İnsanlara en zor anlarında sorunlarıyla başa çıkmaları için ne önerirsiniz?
Sorunların aslında birer illüzyon olduğunu kabul etmeleri gerek. Sonra kendilerine bir baksınlar. Çözüm odaklı mı yaşıyorlar, yoksa sorun odaklı mı?
Her zaman bir çözüm vardır; bunu sakın unutmayın. İlk olarak soruna gülümseyebilmeniz lazım. Bir an için bile olsa, “Tamam bu dert başımda ama neyse daha kötüsü bile olabilirdi yahu, ne mutlu ki .... şu şu şu hayatımda yolunda gidiyor” diyebilmek.

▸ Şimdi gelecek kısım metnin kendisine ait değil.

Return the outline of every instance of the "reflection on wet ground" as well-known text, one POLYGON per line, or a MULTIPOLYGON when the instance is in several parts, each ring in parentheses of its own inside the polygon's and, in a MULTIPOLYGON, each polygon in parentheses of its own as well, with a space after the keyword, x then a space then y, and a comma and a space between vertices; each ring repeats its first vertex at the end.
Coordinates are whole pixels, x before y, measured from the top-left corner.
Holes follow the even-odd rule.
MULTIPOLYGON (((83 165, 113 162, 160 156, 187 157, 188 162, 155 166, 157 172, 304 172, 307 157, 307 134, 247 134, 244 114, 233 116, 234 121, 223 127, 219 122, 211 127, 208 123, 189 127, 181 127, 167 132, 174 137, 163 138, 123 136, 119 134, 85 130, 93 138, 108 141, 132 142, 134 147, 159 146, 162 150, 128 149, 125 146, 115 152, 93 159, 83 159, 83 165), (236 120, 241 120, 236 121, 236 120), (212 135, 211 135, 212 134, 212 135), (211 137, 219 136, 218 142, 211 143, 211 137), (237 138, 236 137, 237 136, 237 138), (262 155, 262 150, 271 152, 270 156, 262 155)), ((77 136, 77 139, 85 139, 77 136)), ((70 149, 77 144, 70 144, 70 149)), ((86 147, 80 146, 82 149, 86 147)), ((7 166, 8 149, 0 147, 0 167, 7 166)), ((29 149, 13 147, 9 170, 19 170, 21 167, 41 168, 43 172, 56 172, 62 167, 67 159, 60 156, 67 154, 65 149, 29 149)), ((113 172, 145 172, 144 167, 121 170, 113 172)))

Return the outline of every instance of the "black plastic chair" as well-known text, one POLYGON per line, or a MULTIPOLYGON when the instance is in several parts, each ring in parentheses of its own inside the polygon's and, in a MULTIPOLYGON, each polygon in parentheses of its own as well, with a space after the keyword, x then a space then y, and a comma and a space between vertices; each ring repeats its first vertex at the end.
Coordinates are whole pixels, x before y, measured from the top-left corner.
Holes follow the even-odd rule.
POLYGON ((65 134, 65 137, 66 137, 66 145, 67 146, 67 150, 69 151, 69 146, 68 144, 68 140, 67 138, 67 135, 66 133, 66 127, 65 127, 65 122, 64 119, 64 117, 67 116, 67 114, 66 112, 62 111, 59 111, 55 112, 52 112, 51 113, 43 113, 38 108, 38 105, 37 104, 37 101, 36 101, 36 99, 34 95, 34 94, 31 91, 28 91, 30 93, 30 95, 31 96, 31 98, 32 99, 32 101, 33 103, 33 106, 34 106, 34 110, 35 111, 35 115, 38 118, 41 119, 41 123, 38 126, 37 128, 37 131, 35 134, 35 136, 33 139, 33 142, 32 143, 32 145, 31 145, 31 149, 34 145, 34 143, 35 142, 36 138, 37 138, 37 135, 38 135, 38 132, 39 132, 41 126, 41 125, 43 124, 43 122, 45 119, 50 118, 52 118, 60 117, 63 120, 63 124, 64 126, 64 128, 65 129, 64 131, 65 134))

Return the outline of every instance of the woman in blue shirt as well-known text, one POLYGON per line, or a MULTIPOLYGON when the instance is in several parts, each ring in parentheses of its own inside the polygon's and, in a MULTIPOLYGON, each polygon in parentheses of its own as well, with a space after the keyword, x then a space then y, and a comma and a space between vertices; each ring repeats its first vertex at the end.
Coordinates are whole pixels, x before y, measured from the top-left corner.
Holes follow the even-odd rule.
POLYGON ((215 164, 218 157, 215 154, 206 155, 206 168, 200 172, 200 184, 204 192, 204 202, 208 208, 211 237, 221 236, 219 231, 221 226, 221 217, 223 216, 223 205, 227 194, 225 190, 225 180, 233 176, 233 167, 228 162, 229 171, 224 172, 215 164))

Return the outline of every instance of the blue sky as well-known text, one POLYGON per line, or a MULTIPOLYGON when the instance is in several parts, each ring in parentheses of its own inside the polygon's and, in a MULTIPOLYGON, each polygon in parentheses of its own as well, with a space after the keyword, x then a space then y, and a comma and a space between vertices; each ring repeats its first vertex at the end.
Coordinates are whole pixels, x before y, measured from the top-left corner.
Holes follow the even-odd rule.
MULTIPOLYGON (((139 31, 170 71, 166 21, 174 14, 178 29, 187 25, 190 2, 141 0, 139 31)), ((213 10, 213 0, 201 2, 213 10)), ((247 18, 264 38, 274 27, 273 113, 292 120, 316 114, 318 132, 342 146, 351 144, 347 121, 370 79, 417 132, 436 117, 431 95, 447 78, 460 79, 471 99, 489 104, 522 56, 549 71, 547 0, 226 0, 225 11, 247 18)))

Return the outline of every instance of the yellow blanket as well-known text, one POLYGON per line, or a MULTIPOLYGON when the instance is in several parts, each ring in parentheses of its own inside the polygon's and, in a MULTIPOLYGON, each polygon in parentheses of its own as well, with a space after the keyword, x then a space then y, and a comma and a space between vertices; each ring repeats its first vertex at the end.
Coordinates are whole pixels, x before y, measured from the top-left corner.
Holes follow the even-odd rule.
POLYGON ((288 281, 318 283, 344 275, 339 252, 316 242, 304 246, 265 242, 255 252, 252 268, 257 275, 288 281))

G.O.D sisteminden bahseder misiniz?
Benim yarattığım basit bir isimden başka bir şey değil. Gülümse, odaklan, değiştir anlamına gelmekte. G.OD sistemi sizin kapandaki fare gibi aynı tekerleğin içinde dönüp durmanızı durdurmak için tasarlanmıştır. Ego oyunu, ilk andan son ana kadar oyunun içindedir. G.O.D sistemi kapsamında size başvuranlarla telefonda görüşmeler yapıyorsunuz. Önemli olan birbirimizin yüzünü görmek değil, ne dediğimizi dinlemek. Bir ara, ben de yüz yüze seanslar yaptım; fakat bazı yan etkileri olmadı değil.
Seanslara başlamadan önce hayli disiplinli bir sözleşmeden bahsediyorsunuz; bu ne anlama geliyor?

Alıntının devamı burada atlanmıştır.